As well as being concerned about the UK, Mr Philbin has also taken a more cautious stance on US equities, albeit for different reasons.

“Profits are off the table” in the US, according to the manager. And while European and UK equity markets are often correlated, he said the former offered a “better bet”.

Mr Philbin’s four portfolios have equity allocations ranging from 31 per cent to 79 per cent, as of the end of August. The portfolios had a volatility range of between 0 per cent and 19.5 per cent.
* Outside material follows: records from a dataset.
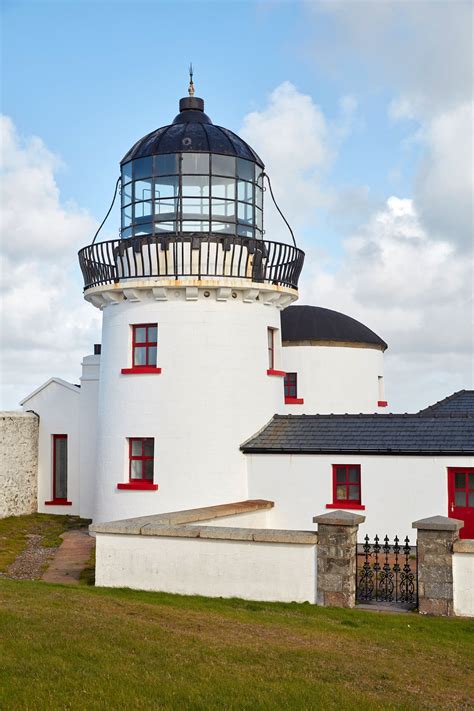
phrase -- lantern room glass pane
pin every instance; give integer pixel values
(167, 164)
(142, 168)
(223, 165)
(224, 227)
(244, 231)
(165, 227)
(166, 187)
(245, 212)
(143, 190)
(142, 229)
(195, 226)
(126, 194)
(195, 207)
(223, 188)
(244, 191)
(195, 163)
(245, 169)
(142, 209)
(165, 209)
(195, 186)
(224, 209)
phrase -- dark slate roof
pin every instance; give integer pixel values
(365, 434)
(192, 131)
(313, 323)
(458, 403)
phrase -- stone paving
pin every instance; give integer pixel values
(71, 558)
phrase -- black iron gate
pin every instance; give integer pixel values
(387, 573)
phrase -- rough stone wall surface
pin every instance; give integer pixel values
(336, 565)
(18, 463)
(435, 571)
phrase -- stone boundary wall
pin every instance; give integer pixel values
(18, 463)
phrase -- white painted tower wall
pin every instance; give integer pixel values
(335, 379)
(212, 394)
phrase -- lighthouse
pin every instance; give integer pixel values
(191, 294)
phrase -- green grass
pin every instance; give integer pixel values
(15, 529)
(91, 648)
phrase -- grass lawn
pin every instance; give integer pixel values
(15, 529)
(90, 648)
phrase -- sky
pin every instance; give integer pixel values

Despite his concerns about the US, Mr Philbin is still looking to the region to boost growth in his most risk-tolerant fund. The Multi-Strategy Portfolio IV has the Legg Mason ClearBridge US Aggressive Growth fund as its largest holding, at 8.7 per cent as of August 31.

Other US holdings are few and far between, however. The portfolio’s next largest positions, at 7.8 per cent and 7.4 per cent, are the TwentyFour Income Fund and the Invesco Perpetual Global Financial Capital fund.

To gain international equity exposure, the portfolio also has 6.2 per cent in Old Mutual Global Equity Absolute Return and 5.6 per cent in FP Crux European Special Situations.

Mr Philbin’s most risk-averse fund has returned 2.6 per cent in the 12 months to October 20, according to data from FE Analytics. The most risk-tolerant fund, meanwhile, has returned 10.6 per cent.